Page tree

 

Support | BlogContact Us | 844.332.2821

 

Contents:

This documentation applies to Trifacta Wrangler. Download this free product.
Registered users of this product or Trifacta Wrangler Enterprise should login to Product Docs through the application.

Contents:


In the Join page, you can join your current dataset with another dataset based upon information that is common to both datasets. For example, you could join together two sets of regional sales data based upon the product identifiers that they both use to track sales. In the Transformer page, enter join in the Choose a transformation textbox in the Transform Builder.

  • join is a standard operation for merging the data from two different datasets. Some information on joins is provided below.
  • You cannot perform joins on columns of Object or Array data type.
  • A join operation is different from a union operation. In a union operation, identical or similar columns are included from multiple datasets in a generated dataset. For more information, see Union Page

Tip: You should perform your join operation as late as possible in your recipe steps. If your joined dataset has not been completely transformed, subsequent steps might impact the data in the dataset to which it was joined. If needed, you can modify your join after its creation. Details are below.
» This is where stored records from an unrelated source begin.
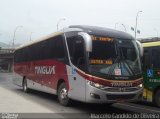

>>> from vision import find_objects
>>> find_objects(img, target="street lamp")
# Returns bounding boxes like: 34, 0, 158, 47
12, 26, 23, 47
30, 32, 34, 41
114, 22, 118, 29
135, 11, 142, 39
122, 24, 127, 32
57, 18, 66, 31
154, 28, 158, 39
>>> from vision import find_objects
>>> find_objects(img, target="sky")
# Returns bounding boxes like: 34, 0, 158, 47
0, 0, 160, 45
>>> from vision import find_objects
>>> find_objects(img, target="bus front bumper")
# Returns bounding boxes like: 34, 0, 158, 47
86, 84, 143, 103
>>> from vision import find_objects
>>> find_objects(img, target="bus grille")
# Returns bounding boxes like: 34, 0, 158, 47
103, 87, 139, 92
106, 94, 136, 100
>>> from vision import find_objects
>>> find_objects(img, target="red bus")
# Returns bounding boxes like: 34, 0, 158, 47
13, 25, 142, 105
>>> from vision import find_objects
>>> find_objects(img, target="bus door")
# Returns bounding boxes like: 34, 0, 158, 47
67, 36, 86, 101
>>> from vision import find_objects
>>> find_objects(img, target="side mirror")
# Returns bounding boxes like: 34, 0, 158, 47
78, 32, 92, 52
136, 40, 143, 57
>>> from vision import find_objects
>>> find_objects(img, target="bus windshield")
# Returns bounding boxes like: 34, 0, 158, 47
89, 36, 141, 77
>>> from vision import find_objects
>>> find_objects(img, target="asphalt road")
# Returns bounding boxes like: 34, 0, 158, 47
0, 73, 160, 118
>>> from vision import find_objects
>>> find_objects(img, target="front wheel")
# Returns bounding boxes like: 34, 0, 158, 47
58, 82, 70, 106
154, 89, 160, 107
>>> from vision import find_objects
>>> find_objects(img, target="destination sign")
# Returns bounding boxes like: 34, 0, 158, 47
89, 59, 113, 64
91, 35, 113, 42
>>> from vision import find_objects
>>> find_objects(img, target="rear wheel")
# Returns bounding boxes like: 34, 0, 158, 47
154, 89, 160, 107
58, 82, 70, 106
23, 78, 28, 93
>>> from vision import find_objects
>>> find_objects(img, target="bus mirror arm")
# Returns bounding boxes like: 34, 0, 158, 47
78, 32, 92, 52
136, 40, 143, 57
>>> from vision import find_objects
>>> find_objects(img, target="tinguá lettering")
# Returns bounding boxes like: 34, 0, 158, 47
111, 82, 133, 87
35, 66, 55, 74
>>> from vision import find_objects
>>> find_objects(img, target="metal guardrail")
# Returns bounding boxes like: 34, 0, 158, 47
0, 49, 15, 54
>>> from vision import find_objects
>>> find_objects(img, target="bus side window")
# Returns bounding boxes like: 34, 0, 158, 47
152, 49, 160, 68
142, 50, 151, 71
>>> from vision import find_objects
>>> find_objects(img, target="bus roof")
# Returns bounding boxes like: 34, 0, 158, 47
69, 25, 134, 39
16, 25, 134, 50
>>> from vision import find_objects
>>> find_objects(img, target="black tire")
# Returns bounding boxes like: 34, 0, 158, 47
58, 82, 71, 106
23, 78, 29, 93
154, 89, 160, 107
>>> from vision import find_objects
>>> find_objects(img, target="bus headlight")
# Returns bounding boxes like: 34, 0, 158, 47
87, 81, 104, 89
138, 84, 143, 88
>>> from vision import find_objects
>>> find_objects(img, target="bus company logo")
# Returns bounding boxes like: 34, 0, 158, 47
111, 82, 133, 87
35, 66, 55, 74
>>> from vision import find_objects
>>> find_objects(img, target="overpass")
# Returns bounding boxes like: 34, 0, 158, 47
0, 48, 14, 72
NOTE: Unnest, union, or join transforms may significantly increase the number of rows or columns in your dataset. To prevent overloading the browser's memory, the application may apply a limit function to the results to artificially limit the number of rows displayed in your sample. You can generate a new sample if desired. This limitation is not applied during the job execution.

Before You Begin

  • Review your record counts. Before you join your datasets, you should review your record counts and the uniqueness of your keys, which should provide an idea of the number of records you may see in the output. Note that the number of output records depends on the type of join and the matches between join keys.
  • Review your join key values. If there are variations in the values in your join keys, you may end up with duplicate records in your joined dataset. Look for mismatched or missing values in your join keys, and correct if possible.
  • Review the granularity of your data. If you bring together data at a lower fidelity than the source, you can end up with record matches that are not actually matching data. For example, if your timestamps are down-sampled from milliseconds to seconds as part of the join, you may have "matching" timestamps in seconds that were not matches at the millisecond level in the source data.

Step 1 - Select Datasets to Join

In the following image, the columns of the current dataset (Point of sale data from region 1) are displayed in the left column. On the right side, you can select the dataset (in this case, a reference dataset on products) that you would like to join with the current dataset. 

Figure: Join Page

  • Select the dataset. To select the columns (keys) to base on the join and the type of join, click Preview Selected Dataset.
  • In a join operation, the key corresponds to an identifier that can be used for matching records between datasets. For example, in a list of products or sales data, the key is likely to be some form of internal system identifier, which is consistently used across all related datasets.

Step 2 - Specify Join Parameters

In the preview of the new dataset, you can see how the two datasets have been joined. By default, Trifacta® Wrangler attempts to specify the keys to use for the join and the type of join to perform.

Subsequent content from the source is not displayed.